Yang benar adalah hanya orang yang berqurban sajalah yang tidak boleh mengambil
(rambut dan kulitnya) sampai menyembelih qurbannya. Adapun orang yang diniatkan
untuknya qurban tersebut seperti istri dan anak-anaknya, maka tidak berdosa
apabila melakukan hal tersebut, karena kepala keluarga dialah yang mengeluarkan
harta untuk berqurban, inilah pendapat yang benar. (Majmu’ Fatawa Syaikh bin
Bazz: 25/242).
Adapun
syaikhuna Yahya hafidzohulloh berpendapat bahwa larangan tersebut mencakup
istri, anak-anak beserta seluruh anggota keluarga, dan siapa saja yang
diniatkan pahala qurban untuknya. Beliau membawakan perkataan para ulama yang
berpendapat seperti ini (lihat At-Tajliyah:41).
Menukil
ucapan imam Asy-Syaukani tentang bolehnya satu kambing untuk satu keluarga
walaupun jumlah mereka seratus orang atau lebih, kemudian mengatakan: “Bagaimana
mungkin dari seratus orang tersebut yang dilarang hanya satu orang saja,
bukankah mereka semua dianggap berqurban dan sama-sama mendapat pahala.”
Hukum
mengambil rambut, kuku atau sebagian dari kulit dengan alat cukur, gunting kuku
atau dengan tangan dengan sengaja bagi orang yang akan berqurban adalah haram. Berkata
Syaikhuna Yahya hafidzohulloh ketika ditanya tentang masalah ini:“Apabila
mengambilnya dengan sengaja maka dia berdosa, akan tetapi kalau dia merasa
terganggu (kesakitan) dengannya maka boleh baginya untuk mengambilnya.”
Kewajiban
kedua, lemah lembut terhadap hewan qurban ketika
menyembelih.
Dalilnya
adalah hadits Syaddad bin Aus, bahwa Rasulullah saw. berkata:
“Sesungguhnya
Allah telah mewajibkan untuk berbuat baik kepada segala sesuatu. Apabila kalian
membunuh, perbaguslah cara membunuhnya dan apabila kalian menyembelih, perbaguslah
dalam menyembelih. Dan hendaknya setiap orang dari kalian menajamkan
parangnya dan menenangkan hewan sembelihannya.” (HR
Muslim: 1955).
Dari
Qurroh bin Iyas rodhiyallohu ‘anhu bahwa ada seseorang berkata:“Wahai
Rasulullah, saya ingin menyembelih seekor kambing tetapi saya kasihan
terhadapnya. Beliau menjawab: Kambing itu apabila kamu mengasihaninya maka
Allah akan mengasihanimu.” (HR Ahmad: 15592, dengan sanad shohih).
Dari
Ibnu Abbas rodhiyallohu ‘anhuma- bahwa ada seseorang yang merebahkan seekor
kambing untuk disembelih sambil menajamkan parangnya, maka Rasulullah saw.
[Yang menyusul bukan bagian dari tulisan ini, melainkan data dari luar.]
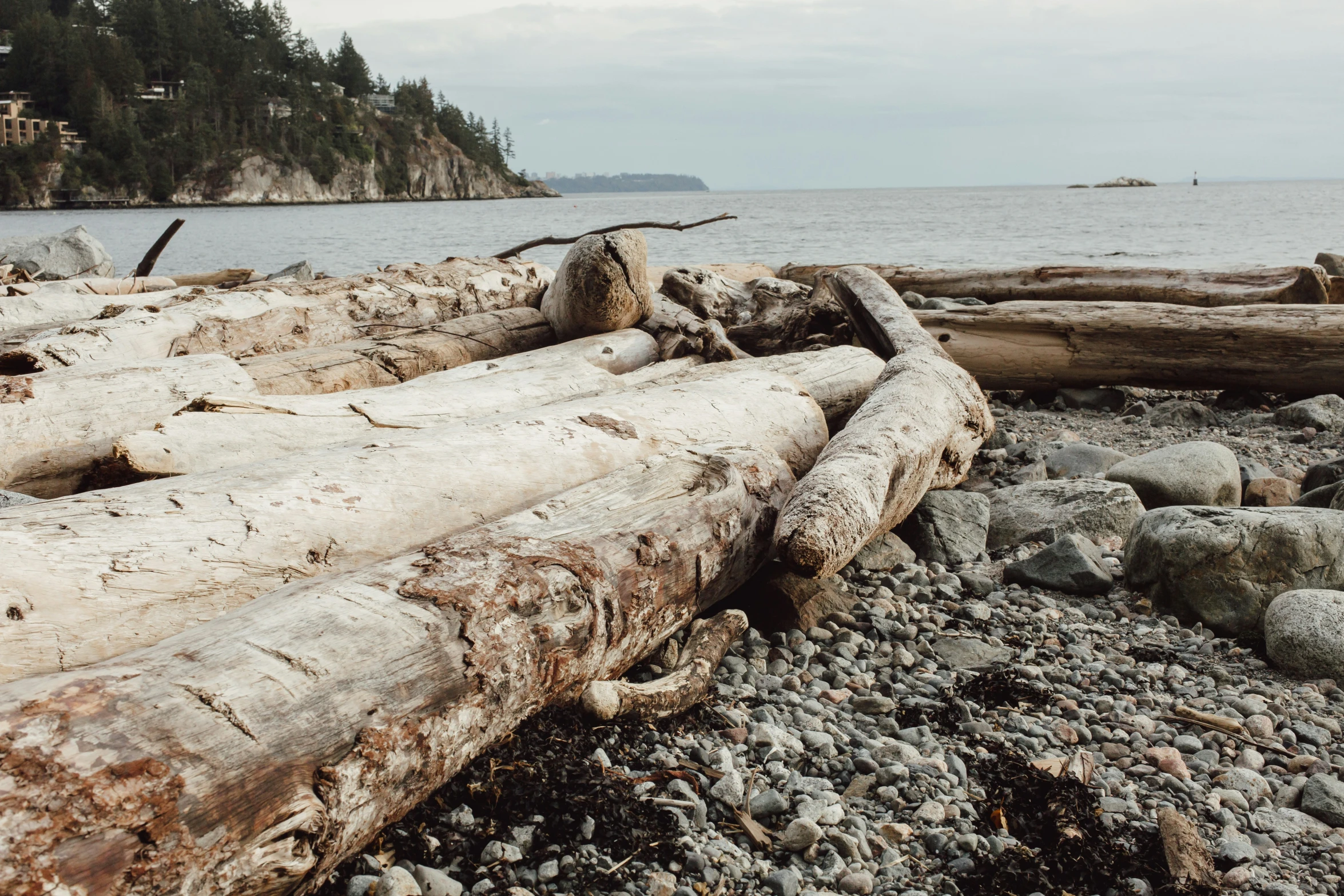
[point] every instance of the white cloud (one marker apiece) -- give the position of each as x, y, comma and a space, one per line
882, 93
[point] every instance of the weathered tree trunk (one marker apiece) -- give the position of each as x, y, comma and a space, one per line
600, 286
62, 305
918, 430
268, 318
839, 378
253, 754
400, 356
104, 572
1296, 285
57, 424
683, 687
1084, 344
222, 430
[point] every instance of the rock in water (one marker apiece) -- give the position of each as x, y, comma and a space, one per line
1183, 414
1081, 460
1304, 633
1320, 413
299, 272
1202, 473
600, 286
1072, 564
73, 253
1333, 264
1045, 511
948, 527
1223, 566
884, 552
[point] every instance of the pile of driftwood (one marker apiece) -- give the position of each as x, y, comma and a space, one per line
307, 548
berkata kepadanya: “Celaka kamu! apakah kamu ingin membunuhnya
berkali-kali? Tidakkah kamu tajamkan parangmu sebelum membaringkannya?” (HR.
Abdurrozzaq: 8608 dan Hakim: 7563).
Dan
diperbolehkan untuk meminta bantuan orang lain untuk memegang qurbannya supaya
tidak banyak bergerak ketika disembelih.
Dari
seorang sahabat Rasulullah saw., dia adalah salah seorang dari kaum Anshor,
meriwayatkan bahwa Rasulullah saw. merebahkan hewan qurban untuk disembelih,
maka beliau berkata kepada seseorang: “Bantulah aku (untuk memegang)
hewan qurbanku!” maka dia membantu beliau. (HR Ahmad: 23169, dengan
sanad shohih).
Kewajiban
ketiga, tidak menjual sedikitpun dari daging qurban dan
tidak pula memberi tukang sembelih (jagal) dari daging tersebut sebagai upah.
Dari
Ali bin Abi Tholib rodhiyallohu ‘anhu berkata: “Rasulullah saw.
memerintahkanku untuk mengurus unta (qurban)nya; dengan menyedekahkan
dagingnya, kulitnya dan kain penutupnya dan supaya tidak memberi sedikitpun
darinya untuk yang menyembelih, beliau berkata: “Kami akan memberinya upah dari
kami sendiri.” (Muttafaq ‘alaih, Bukhori: 1717 dan Muslim: 1317).
Berkata
Ibnu Qudamah rohimahulloh: “Akan tetapi bila tukang sembelih itu diberi
dari daging qurban karena kefaqirannya atau sebagai hadiah untuknya, maka yang
seperti itu tidak mengapa; karena dia berhak untuk menerimanya sebagaimana
orang lain, bahkan mungkin dia lebih pantas untuk mengambilnya; karena dialah
yang telah mengerjakan penyembelihan itu dengan tangannya sendiri, dan tentu
dia punya keinginan untuk mendapat bagian darinya.”
Dan
tidak boleh menjual sedikitpun dari qurbannya, baik dagingnya atau kulitnya.
Imam
Ahmad berkata: “Subhanalloh, bagaimana bisa dia menjualnya, bukankah
dia telah menjadikannya untuk Allah Tabaroka wa Ta’ala?” (Al-Mughni:9/450).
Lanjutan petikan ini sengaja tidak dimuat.